Durante este primer curso de columnas de los lunes he notado cierta preocupación entre los lectores, que de vez en cuando preguntaban en Twitter por mi estado mental y anímico. Todo empezó cuando el jefe me dijo que escribiera de lo que quisiera, y no solo lo dijo sino que insistió en ello cuando le expuse mis razonables dudas. Escribe de lo que te dé la gana, me sugirió, pero que tenga algo que ver con el deporte, claro. Yo entré entonces en una lógica fase de pánico que seguramente nunca superaré, porque lo mejor que te puede pasar es que te pongan barreras, cadenas y orejeras, ya que así tienes excusa cuando fallas. Lo peor que te pueden decir es el Sé tú mismo que me dijeron, solo comparable al Siempre te he tenido mucho cariño que le soltó Bisbal a Chenoa en el reencuentro de OT, el acontecimiento cultural de la temporada 2016-17, que con esta columna termina.

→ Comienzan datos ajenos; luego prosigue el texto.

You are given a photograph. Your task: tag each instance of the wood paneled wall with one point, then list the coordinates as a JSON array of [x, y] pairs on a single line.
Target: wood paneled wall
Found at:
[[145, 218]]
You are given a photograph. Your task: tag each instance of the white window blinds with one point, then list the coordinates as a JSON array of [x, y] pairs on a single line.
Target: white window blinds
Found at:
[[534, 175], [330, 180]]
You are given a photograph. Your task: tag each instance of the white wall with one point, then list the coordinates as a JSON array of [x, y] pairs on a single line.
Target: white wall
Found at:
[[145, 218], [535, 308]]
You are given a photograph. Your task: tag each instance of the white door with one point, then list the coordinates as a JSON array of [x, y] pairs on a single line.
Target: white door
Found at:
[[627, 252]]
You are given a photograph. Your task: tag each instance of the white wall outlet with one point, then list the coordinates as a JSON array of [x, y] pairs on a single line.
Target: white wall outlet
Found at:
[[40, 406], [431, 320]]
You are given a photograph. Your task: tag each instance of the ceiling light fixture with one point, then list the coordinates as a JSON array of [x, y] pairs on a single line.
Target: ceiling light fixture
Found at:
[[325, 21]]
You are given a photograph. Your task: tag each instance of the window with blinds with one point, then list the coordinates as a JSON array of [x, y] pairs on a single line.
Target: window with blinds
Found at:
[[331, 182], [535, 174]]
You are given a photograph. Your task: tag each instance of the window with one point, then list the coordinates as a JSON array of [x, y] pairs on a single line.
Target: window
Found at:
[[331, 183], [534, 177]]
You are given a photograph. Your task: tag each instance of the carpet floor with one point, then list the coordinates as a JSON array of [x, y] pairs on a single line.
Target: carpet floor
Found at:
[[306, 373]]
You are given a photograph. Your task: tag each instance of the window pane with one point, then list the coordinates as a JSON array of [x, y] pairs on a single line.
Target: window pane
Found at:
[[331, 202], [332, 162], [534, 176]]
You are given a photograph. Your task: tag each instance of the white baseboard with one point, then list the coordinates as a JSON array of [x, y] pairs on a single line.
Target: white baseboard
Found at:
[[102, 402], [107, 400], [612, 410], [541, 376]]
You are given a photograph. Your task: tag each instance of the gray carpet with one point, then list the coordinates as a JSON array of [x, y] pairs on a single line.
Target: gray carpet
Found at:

Por todo ello, en un artículo me metí con el jefe de mi jefe, incluso, pero ni por ésas: afirmo desolado que no he tenido aquí más límites que la autocensura, que dicho sea de paso es la peor de las censuras. Los lectores a la larga se han preocupado por mí, normal, pero la parte buena es que existen esos lectores. Peor sería perder la dignidad cada semana, quemarse a lo bonzo haciendo balconing, y que no lo viera nadie. No pasa nada, lectores: soy así. Mi cerebro funciona de esta manera: empatizo fácil con Messi y con Ronaldo porque me he pasado la vida defraudando. Pero no a Hacienda sino a mi familia. Mis cosas son cosas que no sorprenden, ciertamente, como mi madre saliendo de la función de final de curso asegurando que nadie había bailado mejor que su nieta aka mi hija, la verdadera víctima de todo esto, en realidad, porque estamos viendo dibujos en la tele y le pido que funde con sus amigos un grupo ultra prebenjamín que se llame La Patrulla C'Anima.

Quizá el verdadero problema sea que me gusta pensar, dicen. Me gusta pensar que a Morata lo quiere vender el Madrid por salir en un videoclip de Taburete. Me gusta pensar que los cuarenta y cinco minutos de música sin anuncios de Cadena 100 no son un agradable favor sino una amenaza de tortura. Me gusta pensar que Mireia Belmonte salía con auriculares a la piscina de los Juegos de Río porque estaba escuchando en Spotify chistes de Eugenio.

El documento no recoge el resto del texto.